Grants and Contributions:

Grant or Award spanning more than one fiscal year. (2017-2018 to 2022-2023)

More than just a beautiful sight, the aurora is the visible manifestation of massive electric currents that thread near-Earth space and inject billions of Watts of electrical power into our upper atmosphere. The aurora affects our atmosphere and possibly our climate, and provides a ringside view of fundamental plasma processes that pervade the universe. It can also pose a threat to technology in space and on the ground.

Popular articles and even astronomy textbooks tend to give an oversimplified explanation of the aurora in terms of charged particles from the solar wind “captured” by Earth’s magnetic field and channeled to the magnetic poles. In reality the connection between the solar wind and the aurora is more complex, and much more interesting. For example, auroral electrons are accelerated to energies 1000 times larger than those in the solar wind, a fact that cannot be explained by a magnetic field alone. Furthermore, the most intense auroras draw electrons from a source deep in the magnetosphere, with no direct access to the solar wind. Most importantly, the simple explanation misses the point that the aurora is fundamentally part of an electric circuit, powered by a magneto-hydrodynamic dynamo formed from the interaction of the fast-flowing solar wind with the geomagnetic field.

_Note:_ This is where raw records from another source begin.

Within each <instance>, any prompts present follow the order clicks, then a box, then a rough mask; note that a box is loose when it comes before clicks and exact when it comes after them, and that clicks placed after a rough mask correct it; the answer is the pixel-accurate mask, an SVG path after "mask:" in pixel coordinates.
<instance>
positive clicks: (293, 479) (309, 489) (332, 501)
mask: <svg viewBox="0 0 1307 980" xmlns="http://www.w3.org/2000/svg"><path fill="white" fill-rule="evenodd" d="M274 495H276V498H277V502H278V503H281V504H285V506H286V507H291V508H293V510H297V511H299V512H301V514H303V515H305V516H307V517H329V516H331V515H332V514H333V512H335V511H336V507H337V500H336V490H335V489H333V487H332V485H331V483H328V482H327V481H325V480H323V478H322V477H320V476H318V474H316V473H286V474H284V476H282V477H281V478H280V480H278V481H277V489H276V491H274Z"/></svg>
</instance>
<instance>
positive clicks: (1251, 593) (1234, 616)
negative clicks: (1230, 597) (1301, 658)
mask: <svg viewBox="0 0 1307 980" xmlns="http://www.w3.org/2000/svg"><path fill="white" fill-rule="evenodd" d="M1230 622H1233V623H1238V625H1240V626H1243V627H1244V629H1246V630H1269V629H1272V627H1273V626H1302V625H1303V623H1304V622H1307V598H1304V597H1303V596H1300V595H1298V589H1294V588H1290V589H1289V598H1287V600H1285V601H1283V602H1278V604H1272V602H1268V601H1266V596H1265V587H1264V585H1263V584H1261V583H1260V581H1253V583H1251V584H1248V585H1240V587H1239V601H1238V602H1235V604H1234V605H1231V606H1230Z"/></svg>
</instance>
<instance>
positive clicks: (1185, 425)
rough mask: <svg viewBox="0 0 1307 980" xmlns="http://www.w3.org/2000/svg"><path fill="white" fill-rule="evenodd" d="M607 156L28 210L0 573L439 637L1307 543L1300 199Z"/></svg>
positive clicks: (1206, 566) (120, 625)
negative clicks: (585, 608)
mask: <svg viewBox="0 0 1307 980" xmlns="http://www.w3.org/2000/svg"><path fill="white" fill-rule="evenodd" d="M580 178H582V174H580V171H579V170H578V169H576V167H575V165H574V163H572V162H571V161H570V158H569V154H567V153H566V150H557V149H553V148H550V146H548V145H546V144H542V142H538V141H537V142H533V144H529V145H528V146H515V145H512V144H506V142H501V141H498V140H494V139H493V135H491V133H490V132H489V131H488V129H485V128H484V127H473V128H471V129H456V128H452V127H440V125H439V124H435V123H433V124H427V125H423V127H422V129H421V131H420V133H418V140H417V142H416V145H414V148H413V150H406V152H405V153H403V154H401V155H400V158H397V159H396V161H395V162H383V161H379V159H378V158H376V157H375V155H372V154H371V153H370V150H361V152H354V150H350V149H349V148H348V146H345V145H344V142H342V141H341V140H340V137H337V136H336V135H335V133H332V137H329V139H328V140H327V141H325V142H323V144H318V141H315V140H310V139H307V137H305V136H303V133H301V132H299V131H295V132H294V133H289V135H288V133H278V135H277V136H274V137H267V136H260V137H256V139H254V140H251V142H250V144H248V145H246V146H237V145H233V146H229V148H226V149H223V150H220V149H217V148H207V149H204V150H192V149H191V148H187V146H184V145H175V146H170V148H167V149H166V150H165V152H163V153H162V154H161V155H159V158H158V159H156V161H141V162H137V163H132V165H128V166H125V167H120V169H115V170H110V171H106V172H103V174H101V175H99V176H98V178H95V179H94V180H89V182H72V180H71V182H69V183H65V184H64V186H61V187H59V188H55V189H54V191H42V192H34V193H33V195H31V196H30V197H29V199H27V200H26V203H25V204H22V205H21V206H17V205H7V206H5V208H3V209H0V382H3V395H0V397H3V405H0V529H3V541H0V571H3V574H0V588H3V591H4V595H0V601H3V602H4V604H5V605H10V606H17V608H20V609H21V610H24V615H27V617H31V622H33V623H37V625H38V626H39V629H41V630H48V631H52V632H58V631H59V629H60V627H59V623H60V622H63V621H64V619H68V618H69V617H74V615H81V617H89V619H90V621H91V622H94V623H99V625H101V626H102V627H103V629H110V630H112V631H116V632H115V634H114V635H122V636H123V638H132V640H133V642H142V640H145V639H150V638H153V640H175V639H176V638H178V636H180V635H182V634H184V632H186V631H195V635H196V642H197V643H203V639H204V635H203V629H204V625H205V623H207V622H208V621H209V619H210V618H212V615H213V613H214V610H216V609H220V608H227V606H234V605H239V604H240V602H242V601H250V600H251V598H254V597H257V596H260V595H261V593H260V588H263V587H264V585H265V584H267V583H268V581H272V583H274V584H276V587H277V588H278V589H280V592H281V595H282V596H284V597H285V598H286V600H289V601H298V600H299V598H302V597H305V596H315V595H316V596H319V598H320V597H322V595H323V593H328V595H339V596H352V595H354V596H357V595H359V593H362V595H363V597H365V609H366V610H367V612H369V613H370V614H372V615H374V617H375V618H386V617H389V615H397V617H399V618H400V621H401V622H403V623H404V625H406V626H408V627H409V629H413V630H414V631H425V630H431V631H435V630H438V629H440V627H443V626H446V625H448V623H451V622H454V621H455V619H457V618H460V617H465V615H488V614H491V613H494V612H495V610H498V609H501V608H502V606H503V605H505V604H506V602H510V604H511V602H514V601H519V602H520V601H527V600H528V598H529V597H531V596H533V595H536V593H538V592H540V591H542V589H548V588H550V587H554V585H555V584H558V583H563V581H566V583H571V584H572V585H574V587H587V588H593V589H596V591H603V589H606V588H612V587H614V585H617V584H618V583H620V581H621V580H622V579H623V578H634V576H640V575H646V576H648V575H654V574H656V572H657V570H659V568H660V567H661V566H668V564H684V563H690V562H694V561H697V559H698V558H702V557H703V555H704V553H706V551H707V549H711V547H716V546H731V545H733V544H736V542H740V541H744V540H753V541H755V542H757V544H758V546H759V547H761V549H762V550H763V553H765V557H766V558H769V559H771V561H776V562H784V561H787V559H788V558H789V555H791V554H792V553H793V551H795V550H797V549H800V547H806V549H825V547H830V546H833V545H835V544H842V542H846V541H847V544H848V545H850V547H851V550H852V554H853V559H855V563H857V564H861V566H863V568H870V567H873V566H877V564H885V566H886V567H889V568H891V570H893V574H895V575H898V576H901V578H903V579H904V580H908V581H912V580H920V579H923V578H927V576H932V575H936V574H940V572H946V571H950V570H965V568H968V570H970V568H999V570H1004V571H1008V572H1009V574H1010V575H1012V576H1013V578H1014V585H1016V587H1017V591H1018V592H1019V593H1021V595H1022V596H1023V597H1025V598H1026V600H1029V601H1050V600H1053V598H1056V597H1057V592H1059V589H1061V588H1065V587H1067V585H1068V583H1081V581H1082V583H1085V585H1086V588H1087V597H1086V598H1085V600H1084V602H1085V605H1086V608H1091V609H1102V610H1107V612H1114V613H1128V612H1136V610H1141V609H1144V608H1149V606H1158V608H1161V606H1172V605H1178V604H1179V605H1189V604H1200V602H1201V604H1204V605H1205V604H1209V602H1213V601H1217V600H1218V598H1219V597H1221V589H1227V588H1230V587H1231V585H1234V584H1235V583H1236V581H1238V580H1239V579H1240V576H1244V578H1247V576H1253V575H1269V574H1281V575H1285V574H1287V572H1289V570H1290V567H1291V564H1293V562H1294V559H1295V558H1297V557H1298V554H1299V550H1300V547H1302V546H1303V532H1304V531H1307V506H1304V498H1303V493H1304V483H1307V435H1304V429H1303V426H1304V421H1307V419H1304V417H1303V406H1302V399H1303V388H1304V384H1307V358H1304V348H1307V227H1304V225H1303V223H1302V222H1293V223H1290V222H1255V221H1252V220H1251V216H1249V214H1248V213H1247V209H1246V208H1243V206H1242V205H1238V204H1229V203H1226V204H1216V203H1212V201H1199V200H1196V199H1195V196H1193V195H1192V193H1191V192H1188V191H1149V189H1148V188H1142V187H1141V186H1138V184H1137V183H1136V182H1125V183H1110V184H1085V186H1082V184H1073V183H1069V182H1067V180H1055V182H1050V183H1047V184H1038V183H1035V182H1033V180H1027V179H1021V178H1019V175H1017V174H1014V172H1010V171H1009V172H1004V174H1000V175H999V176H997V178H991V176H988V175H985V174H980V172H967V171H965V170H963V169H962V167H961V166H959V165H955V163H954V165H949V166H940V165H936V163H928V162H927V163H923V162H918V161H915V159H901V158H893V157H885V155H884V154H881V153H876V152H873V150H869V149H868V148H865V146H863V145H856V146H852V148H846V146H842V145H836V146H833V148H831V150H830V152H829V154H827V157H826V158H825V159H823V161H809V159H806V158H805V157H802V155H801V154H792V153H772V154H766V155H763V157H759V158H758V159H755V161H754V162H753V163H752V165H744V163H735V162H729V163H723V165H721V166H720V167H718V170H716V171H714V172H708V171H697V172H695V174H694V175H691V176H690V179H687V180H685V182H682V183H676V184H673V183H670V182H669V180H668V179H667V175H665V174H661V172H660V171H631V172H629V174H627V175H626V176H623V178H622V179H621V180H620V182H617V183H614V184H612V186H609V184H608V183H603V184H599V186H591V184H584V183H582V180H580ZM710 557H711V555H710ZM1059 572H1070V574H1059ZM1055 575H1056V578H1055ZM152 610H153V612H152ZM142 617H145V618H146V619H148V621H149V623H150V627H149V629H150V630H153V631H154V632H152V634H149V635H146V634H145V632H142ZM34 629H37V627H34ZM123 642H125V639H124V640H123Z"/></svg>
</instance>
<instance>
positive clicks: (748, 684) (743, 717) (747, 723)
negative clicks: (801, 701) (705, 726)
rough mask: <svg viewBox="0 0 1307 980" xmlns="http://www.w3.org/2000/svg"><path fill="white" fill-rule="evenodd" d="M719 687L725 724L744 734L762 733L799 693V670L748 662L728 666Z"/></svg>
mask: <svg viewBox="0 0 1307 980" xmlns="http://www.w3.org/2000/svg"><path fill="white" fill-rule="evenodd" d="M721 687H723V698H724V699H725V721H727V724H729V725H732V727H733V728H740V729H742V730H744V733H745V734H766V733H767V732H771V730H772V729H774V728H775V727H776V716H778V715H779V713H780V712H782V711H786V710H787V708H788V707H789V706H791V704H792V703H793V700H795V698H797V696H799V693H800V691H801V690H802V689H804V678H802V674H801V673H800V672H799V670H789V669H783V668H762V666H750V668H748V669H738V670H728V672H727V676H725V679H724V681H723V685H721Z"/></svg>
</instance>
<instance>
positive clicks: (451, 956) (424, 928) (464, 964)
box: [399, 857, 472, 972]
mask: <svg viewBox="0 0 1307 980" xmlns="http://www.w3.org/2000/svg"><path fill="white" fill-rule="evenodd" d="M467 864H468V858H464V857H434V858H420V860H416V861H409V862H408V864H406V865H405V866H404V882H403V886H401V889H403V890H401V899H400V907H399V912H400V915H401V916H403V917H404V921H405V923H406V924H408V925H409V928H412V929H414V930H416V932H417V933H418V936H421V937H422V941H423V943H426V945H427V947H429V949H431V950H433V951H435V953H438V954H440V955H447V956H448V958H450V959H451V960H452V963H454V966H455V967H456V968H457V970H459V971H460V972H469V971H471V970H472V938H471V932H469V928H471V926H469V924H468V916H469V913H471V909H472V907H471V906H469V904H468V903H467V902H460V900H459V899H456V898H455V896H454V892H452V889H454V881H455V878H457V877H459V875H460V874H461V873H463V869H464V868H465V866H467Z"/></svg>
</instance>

This proposal is aimed at resolving key questions pertaining to formation of the aurora, and more generally to sources structure and variability of Earth's ionosphere by taking advantage of a rich and timely opportunity made possible by Canadian leadership in an unprecedented array of space and ground-based instrumentation. Foremost for this project are the Electric Field Instruments (EFIs) on the European Space Agency’s Swarm satellites, launched in November 2013. These instruments were developed at the University of Calgary in collaboration with Canadian industrial partner COM DEV International (now Honeywell) and the Swedish Institute for Space Physics. Electric field estimates are derived from low-energy plasma measurements that include ion flow velocity, plasma density, and temperature. Combining these with state-of-the-art magnetic field measurements, Swarm is currently carrying out a precision, long-term, multi-point, pole-to-pole survey of the electrodynamic behavior and plasma properties of the ionosphere. Although Swarm itself has no direct measurements of auroral light nor the energized electrons that cause it, we are able to obtain this information separately through an array of white-light all-sky cameras deployed across the Canadian Arctic as part of the NASA/CSA THEMIS ground-based observatory chain, and soon through the new TREx (Transition Region Explorer) multi-wavelength array, both made possible through a collaboration with the auroral imaging group at the University of Calgary.